From these observations, the authors derive concrete educational implications. First, curricula should pivot from a sole focus on algorithms and data structures toward “architectural thinking,” “system‑level design,” and “code‑review practices” that explicitly incorporate LLM tools. Second, project‑based learning should embed LLM‑augmented tasks, allowing students to experience both the productivity boost and the necessity of critical validation. Third, dedicated modules on AI ethics, intellectual‑property law, and secure coding are needed to sensitize future engineers to the legal and societal dimensions of AI‑generated software. Fourth, early industry exposure—through internships, co‑ops, or capstone projects that use real LLM assistants—can bridge the preparation gap for entry‑level engineers.

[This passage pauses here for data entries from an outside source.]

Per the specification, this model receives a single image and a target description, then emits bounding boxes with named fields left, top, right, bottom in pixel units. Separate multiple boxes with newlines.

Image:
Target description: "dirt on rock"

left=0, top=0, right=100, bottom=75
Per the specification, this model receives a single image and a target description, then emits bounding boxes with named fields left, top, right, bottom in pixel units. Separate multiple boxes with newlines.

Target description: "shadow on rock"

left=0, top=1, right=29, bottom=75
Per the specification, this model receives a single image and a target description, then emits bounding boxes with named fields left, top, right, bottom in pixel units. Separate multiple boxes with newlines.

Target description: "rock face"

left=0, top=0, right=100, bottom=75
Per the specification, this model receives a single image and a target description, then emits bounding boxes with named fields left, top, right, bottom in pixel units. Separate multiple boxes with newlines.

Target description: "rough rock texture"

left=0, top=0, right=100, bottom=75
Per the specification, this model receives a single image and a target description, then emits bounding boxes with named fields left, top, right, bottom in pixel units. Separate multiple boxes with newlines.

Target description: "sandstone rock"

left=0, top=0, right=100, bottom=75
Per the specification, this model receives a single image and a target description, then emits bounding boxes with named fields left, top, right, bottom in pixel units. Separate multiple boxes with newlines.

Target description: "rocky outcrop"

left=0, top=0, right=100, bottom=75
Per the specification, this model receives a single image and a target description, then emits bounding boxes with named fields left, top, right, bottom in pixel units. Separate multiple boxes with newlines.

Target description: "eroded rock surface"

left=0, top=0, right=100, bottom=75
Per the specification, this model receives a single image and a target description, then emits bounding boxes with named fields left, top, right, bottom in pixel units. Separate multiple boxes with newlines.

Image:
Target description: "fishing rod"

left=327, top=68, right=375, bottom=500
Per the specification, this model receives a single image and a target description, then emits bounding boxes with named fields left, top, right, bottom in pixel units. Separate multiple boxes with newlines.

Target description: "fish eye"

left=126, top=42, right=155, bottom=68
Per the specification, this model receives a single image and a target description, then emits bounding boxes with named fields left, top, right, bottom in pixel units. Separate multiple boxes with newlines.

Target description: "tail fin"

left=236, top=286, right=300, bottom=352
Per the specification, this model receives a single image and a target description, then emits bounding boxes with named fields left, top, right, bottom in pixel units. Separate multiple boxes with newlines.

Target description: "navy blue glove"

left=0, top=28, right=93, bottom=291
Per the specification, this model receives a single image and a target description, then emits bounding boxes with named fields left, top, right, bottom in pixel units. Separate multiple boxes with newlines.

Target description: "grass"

In conclusion, the paper provides the first large‑scale, industry‑grounded qualitative analysis of LLM‑based coding. It demonstrates that while LLMs deliver substantial efficiency gains, they also reconfigure the nature of software‑development bottlenecks and introduce new quality, security, and educational challenges. Aligning computer‑science education with these realities will require a systematic redesign of learning outcomes, assessment methods, and pedagogical tools, ensuring that graduates can harness AI assistants responsibly while retaining core problem‑solving and architectural competencies.